In this case we consider the lawfulness of an extraterritorial arrest of a Delaware citizen for an offense occurring in Pennsylvania.
On October 31, 1996, at approximately 2:45 a.m., two Pennsylvania State Police Troopers were traveling south on State Route 202 in a marked police cruiser. As the troopers neared the Pennsylvania-Delaware border, they observed a vehicle operated by Appellant, Stephen Sadvari ("Sadvari"), approach from behind at a high rate of speed, abruptly decelerate as it reached the rear of the police cruiser, then proceed past. The troopers began following, clocking Sadvari at approximately 60 miles per hour in a 45 mile per hour speed zone. Shortly after crossing the Pennsylvania-Delaware state line, the troopers activated their emergency lights, stopping Sadvari approximately fourtenths of a mile inside the state of Delaware. When one of the troopers requested Sadvari's license and registration, he smelled a strong odor of alcohol and noticed Sadvari's slurred speech and bloodshot eyes. Upon questioning, Sadvari admitted drinking after work, at which point he was asked to step out of his vehicle and perform two field sobriety tests. Sadvari failed the tests and was arrested and transported to Riddle Memorial Hospital in Delaware County, Pennsylvania, where blood samples were drawn for chemical testing. A subsequent analysis of the samples revealed a blood alcohol content of.16%. Sadvari was then taken to the State Police barracks near Media, Pennsylvania, and was ultimately released. On November 12, 1996, a criminal complaint was filed, charging Sadvari with driving under the influence of alcohol and exceeding the maximum speed limit.
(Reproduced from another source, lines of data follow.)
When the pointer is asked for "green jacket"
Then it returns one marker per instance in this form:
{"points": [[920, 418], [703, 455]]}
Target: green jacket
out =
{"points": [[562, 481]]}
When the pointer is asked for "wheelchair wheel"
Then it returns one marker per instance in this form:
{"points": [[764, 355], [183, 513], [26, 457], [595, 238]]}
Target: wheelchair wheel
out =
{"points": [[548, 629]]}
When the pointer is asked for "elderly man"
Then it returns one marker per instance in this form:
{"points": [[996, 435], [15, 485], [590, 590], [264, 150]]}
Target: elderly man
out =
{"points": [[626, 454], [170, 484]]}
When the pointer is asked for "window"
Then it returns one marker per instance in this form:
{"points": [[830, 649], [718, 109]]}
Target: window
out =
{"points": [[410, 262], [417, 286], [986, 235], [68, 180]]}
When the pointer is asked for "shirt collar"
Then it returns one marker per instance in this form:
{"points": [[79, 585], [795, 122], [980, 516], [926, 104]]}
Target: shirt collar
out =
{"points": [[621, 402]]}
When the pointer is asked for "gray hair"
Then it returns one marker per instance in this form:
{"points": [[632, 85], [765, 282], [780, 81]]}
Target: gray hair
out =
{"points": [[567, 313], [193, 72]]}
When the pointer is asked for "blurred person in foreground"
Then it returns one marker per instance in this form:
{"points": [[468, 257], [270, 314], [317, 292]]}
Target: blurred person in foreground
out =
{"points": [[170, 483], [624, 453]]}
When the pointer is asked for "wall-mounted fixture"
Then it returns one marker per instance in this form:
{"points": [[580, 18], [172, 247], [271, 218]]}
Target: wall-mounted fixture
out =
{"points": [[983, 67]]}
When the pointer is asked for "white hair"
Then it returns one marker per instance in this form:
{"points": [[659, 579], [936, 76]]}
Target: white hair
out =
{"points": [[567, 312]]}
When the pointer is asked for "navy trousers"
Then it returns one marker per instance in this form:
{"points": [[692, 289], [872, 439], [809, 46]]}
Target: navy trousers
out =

A preliminary *395 hearing was held on January 9, 1997, following which the driving under the influence offense was held for court.[1]
Prior to trial, Sadvari moved, inter alia, to suppress the evidence of the driving under the influence offense, particularly his statements at the time of the stop, the observations of the troopers, and the blood alcohol test results. At the hearing on his suppression motion, Sadvari argued that such evidence was the product of an unlawful arrest because the arrest was not conducted in accordance with Section 1933 of Delaware's fresh pursuit statute, Del. Code, tit. 11, §§ 1031-1933,[2] which provides as follows:
Hearing before justice of the peace; waiver of extradition
If an arrest is made in this State by an officer of another state in accordance with § 1932 of this title, the officer shall without unnecessary delay take the person arrested before a justice of the peace of the county in which the arrest was made, who shall conduct a hearing for the purpose of determining the lawfulness of the arrest. If the justice of the peace determines that the arrest was lawful the justice of the peace shall commit the person arrested to await for a reasonable time the issuance of an extradition warrant by the Governor of this State, or admit the person for bail for such purpose. If the justice of the peace determines that the arrest was unlawful the justice of the peace shall discharge the person arrested.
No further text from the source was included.